Updated: Feb 28
Tara Mobasher and Tanya Parker, Unity in Action Magazine 2/20/21
Less than 6 months into the pandemic, Americans who spent last year struggling to survive and pay off debt in a declining economy, could have potentially seen lower FICO credit scores due to the launch of its latest model – FICO10. The change knowingly resulted in a greater economic divide as high credit scores would likely go higher and lower scores would likely go lower.
As total household debt in the United States was maintained at $13.95 trillion as of September 2019, COVID-19 made its way to the United States within the following months, eventually shutting down the economy.
During this time, FICO guessed that around 80 million consumers would observe a change in their credit score of 20 or more points either upward or downward, favoring those who are not late on their payments.
Those who make on-time payments will ultimately see higher credit scores.
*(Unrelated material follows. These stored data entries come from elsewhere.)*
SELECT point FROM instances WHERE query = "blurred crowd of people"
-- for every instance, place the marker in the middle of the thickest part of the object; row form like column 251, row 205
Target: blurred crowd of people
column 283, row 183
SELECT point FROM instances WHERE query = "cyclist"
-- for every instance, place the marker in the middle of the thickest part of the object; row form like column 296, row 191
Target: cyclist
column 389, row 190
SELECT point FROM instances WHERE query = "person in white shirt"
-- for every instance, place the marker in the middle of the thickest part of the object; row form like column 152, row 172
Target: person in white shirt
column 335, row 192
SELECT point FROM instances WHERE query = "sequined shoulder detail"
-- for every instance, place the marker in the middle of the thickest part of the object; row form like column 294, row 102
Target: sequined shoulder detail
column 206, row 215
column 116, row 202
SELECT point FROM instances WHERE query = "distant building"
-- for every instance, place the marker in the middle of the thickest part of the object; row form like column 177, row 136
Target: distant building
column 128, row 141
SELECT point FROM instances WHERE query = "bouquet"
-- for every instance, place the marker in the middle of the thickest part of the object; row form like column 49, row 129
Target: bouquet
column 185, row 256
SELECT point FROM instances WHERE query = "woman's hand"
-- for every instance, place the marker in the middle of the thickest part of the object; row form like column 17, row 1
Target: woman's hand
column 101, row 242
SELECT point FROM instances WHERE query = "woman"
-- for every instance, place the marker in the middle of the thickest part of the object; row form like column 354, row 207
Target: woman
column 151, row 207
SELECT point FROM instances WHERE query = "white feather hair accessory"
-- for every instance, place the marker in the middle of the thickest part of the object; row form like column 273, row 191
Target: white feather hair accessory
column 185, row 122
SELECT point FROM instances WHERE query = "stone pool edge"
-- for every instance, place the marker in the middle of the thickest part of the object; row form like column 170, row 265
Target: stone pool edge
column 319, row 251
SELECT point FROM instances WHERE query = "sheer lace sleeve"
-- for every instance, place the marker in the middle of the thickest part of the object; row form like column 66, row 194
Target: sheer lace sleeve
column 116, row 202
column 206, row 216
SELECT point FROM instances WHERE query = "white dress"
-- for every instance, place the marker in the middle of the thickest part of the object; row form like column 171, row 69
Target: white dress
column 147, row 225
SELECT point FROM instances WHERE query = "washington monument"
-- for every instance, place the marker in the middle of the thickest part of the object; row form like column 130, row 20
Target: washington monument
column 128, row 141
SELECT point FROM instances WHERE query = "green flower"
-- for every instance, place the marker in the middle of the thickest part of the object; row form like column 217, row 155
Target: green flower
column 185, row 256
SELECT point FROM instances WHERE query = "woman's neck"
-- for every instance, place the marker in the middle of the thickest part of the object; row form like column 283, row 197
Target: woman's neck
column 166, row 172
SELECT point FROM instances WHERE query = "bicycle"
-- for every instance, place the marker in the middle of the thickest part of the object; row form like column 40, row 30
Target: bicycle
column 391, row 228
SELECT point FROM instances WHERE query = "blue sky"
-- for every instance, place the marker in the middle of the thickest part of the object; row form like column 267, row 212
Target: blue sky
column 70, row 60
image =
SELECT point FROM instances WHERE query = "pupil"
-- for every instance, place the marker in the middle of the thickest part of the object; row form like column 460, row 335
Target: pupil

With just one missed payment a creditor’s FICO10 score could drop over 40 points, which would cause difficulties for homeowners who are late on their payments.
This is particularly concerning for homeowners that will have to qualify for a home loan to refinance after pandemic protections. This is particularly concerning for homeowners that will have to qualify for a home loan to refinance after pandemic mortgage relief ends. Although many banks and lenders use older models, such as the FICO9 model, which was released in 2014, and the FICO8 model, which was launched in 2009, the decision regarding which model to use is ultimately up to them.